SBF was really unusual in that he claimed to be a pure expected-utility maximiser. He admitted that he would take 51% coin-flips forever on Conversations with Tyler in March 2022, long before everything blew up:

> COWEN: Then you keep on playing the game. So, what's the chance we're left with anything? Don't I just St. Petersburg paradox you into nonexistence?

> BANKMAN-FRIED: Well, not necessarily. Maybe you St. Petersburg paradox into an enormously valuable existence. That's the other option.

I'm not saying the pressures are absent, but they are hopefully vastly less compelling for any normal person with a more standard view of risk and utility. ("Sure, I'll just cover up this little bit of fraud, because that's got a better than 50% chance of success" is a course of action SBF all but said he would take, months in advance!)
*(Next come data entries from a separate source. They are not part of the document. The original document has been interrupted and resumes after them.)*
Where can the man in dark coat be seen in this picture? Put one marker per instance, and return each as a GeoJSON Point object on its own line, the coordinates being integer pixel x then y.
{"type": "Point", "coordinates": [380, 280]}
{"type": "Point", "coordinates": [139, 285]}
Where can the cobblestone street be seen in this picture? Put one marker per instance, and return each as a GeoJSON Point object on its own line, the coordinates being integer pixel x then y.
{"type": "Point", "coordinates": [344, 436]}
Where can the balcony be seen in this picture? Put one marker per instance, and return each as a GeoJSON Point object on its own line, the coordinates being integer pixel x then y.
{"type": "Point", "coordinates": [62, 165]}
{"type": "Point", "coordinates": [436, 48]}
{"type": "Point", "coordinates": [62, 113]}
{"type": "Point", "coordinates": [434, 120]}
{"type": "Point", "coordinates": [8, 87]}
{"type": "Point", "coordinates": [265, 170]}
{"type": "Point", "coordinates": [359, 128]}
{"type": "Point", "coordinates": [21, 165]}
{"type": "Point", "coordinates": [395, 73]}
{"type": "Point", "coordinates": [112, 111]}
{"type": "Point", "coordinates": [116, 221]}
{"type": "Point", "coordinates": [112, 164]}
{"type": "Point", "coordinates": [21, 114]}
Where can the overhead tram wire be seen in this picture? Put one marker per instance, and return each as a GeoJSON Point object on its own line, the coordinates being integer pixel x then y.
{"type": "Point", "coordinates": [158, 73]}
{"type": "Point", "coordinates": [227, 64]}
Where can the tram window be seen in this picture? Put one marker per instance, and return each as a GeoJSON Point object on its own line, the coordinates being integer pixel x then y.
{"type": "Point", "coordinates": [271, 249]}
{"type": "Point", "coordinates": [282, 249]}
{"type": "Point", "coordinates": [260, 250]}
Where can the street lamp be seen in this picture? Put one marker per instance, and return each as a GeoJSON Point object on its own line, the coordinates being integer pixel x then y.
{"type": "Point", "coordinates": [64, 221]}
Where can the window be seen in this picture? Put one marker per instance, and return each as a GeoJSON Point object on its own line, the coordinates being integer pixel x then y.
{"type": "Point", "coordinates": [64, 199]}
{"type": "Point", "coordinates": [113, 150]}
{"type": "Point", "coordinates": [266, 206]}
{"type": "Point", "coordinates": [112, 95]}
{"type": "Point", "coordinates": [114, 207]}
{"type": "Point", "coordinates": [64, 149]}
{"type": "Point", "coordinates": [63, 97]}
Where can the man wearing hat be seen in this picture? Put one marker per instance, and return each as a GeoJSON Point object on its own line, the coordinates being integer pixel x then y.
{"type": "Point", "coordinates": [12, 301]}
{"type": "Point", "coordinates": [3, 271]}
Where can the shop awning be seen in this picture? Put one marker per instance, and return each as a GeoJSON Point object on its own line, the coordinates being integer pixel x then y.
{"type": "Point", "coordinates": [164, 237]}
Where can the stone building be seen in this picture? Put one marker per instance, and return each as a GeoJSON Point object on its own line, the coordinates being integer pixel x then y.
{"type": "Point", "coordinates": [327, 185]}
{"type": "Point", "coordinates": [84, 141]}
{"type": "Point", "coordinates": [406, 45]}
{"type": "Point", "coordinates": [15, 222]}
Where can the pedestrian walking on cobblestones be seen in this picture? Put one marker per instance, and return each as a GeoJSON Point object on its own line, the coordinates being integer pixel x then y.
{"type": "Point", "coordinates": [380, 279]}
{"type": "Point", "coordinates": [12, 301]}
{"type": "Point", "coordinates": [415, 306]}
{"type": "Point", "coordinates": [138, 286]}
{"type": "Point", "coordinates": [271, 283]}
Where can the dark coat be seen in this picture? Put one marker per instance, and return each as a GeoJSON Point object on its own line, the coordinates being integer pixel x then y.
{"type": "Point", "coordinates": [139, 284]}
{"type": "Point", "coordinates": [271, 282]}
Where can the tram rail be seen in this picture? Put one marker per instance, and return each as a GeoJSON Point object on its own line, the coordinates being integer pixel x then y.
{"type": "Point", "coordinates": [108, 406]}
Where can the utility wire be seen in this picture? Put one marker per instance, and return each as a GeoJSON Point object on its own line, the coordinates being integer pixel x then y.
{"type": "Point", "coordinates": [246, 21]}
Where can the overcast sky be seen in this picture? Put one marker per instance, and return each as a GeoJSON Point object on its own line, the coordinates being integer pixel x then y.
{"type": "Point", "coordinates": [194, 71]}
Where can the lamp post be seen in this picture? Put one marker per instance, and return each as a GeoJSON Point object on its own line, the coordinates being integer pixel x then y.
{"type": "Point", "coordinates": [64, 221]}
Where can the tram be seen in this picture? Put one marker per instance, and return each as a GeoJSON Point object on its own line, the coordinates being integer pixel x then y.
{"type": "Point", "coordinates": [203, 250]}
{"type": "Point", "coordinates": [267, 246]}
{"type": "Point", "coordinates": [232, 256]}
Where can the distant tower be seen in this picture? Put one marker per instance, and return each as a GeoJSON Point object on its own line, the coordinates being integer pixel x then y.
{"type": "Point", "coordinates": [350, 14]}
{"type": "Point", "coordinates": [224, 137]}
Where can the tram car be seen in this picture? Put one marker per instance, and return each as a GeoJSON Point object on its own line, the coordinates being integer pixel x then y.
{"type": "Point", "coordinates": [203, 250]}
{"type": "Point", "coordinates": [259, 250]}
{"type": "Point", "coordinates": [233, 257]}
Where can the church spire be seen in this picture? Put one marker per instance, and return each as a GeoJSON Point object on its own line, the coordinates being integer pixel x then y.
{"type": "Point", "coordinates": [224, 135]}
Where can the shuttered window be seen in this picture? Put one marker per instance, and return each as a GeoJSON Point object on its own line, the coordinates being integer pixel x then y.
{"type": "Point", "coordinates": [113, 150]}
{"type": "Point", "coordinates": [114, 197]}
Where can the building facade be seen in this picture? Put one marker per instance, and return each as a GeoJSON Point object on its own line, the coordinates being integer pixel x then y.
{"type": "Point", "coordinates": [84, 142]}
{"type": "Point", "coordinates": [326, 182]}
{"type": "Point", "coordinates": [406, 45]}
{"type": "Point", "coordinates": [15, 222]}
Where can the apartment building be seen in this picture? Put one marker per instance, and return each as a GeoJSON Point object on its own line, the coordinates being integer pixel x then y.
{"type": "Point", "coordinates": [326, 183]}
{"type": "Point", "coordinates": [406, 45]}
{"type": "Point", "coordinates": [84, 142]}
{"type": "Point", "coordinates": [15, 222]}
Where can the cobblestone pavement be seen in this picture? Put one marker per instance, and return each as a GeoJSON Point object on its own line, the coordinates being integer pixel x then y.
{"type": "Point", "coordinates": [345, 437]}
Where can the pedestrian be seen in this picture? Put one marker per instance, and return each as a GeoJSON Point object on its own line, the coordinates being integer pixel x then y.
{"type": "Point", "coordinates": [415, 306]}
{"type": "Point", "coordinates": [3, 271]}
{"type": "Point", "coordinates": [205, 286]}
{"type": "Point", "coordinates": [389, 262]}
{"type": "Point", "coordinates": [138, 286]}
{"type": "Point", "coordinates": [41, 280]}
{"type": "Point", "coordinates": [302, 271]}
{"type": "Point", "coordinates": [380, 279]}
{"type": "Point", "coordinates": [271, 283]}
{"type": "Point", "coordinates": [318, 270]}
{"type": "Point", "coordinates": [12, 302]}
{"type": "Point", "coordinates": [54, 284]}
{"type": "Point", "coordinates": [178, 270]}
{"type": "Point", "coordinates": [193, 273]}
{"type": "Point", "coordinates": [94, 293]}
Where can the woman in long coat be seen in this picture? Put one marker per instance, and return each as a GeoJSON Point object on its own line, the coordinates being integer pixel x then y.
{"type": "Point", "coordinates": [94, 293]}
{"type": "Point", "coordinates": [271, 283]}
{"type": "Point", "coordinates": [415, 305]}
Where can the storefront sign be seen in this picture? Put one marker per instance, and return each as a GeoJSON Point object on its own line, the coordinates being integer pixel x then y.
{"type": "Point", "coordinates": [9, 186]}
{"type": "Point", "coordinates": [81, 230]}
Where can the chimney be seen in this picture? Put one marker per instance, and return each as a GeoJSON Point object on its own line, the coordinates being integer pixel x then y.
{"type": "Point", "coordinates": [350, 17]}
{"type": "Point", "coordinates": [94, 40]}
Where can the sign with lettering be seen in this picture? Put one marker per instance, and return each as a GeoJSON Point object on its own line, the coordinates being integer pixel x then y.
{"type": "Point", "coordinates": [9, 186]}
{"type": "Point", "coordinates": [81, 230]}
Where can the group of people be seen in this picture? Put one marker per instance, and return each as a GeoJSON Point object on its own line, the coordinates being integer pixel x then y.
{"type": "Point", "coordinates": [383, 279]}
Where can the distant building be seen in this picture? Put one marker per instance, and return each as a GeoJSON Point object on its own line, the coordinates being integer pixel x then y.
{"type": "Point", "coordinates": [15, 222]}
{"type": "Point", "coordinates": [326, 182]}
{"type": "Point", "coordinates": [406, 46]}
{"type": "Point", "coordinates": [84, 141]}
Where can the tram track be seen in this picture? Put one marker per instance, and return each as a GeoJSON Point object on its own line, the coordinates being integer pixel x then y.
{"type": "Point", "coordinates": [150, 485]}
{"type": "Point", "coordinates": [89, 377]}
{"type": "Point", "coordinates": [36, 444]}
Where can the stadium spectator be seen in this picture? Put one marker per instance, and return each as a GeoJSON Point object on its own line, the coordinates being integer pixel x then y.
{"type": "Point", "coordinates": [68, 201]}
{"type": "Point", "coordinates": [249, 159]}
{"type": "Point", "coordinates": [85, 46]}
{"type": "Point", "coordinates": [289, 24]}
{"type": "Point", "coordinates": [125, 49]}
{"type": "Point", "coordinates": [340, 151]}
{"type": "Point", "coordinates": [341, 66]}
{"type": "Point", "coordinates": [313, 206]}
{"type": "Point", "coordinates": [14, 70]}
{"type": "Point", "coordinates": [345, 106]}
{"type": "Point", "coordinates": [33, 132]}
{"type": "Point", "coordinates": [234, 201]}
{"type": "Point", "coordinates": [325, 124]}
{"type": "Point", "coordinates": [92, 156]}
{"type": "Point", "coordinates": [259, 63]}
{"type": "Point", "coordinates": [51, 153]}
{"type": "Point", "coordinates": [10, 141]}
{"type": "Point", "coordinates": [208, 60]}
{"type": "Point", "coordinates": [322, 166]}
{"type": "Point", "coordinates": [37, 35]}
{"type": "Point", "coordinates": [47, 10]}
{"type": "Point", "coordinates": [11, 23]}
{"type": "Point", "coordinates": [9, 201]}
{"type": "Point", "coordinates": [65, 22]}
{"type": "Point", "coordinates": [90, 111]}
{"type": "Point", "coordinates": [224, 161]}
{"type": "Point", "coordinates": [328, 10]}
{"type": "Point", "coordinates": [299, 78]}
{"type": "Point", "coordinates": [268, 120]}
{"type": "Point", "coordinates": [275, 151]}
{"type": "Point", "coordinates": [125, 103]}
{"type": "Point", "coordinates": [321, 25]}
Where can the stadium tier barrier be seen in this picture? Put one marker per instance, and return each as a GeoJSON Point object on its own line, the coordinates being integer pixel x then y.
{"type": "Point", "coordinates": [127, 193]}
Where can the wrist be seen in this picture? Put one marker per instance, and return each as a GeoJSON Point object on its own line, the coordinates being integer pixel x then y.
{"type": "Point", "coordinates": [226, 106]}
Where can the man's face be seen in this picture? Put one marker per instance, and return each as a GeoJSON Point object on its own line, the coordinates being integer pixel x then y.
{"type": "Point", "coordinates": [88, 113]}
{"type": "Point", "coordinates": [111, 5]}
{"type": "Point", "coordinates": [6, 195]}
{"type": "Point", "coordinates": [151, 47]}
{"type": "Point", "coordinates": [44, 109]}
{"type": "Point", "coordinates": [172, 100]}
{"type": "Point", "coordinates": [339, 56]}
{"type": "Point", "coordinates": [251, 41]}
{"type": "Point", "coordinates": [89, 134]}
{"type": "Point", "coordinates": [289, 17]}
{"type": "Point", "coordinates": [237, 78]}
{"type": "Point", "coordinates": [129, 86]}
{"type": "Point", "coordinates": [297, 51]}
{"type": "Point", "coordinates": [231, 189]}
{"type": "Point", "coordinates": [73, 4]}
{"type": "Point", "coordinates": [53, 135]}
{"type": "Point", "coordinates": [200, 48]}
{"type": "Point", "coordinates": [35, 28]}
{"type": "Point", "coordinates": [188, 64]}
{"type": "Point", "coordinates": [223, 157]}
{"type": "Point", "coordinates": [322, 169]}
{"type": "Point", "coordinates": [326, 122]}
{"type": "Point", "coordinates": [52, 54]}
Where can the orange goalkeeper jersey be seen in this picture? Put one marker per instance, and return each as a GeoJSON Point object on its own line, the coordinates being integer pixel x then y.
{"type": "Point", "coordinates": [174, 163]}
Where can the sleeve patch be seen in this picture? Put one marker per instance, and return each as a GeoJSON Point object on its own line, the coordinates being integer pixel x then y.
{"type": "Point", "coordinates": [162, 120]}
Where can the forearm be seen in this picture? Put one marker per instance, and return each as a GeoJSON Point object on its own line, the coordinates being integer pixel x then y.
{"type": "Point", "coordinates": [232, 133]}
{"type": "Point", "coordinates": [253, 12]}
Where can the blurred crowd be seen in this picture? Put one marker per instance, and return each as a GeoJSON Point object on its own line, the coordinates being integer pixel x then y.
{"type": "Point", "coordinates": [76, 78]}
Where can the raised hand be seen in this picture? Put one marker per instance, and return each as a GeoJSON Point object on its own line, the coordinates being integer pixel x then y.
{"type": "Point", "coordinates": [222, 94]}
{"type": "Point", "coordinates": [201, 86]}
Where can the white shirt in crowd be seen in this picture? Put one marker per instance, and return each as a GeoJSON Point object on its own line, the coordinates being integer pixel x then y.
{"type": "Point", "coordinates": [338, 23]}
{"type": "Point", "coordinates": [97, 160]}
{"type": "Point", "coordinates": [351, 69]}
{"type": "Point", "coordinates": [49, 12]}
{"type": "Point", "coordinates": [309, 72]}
If you have a billion dollars to give me, I'm pretty sure I can manage to not to use them for outright crypto fraud. You'd have to give me a billion dollars to be sure, but I promise really hard.
Freudian slip?
If you’re only make on average 500k/year after 10y — you’re not really in the game at all
there are a lot of quants who aren't at T1 firms or in the hottest seats. plenty make less than this. obviously if you are top of class and getting headhunted by XTX, your offers will be much bigger than $500k ... but it's kind of obnoxious to claim that QRs making less than this aren't even players
The term "player" tends to imply something more than just someone employed in a field. I don't support all this insane inequality, but the other commenter is not wrong on the relative value assessment.
Feel free to do more accurate math! I don't think you'd be doing $500k right out of college either, so it was intended to be a rough average. The person I know I'm finance is doing well over $1,000,000/yr, but I have no idea how average that is.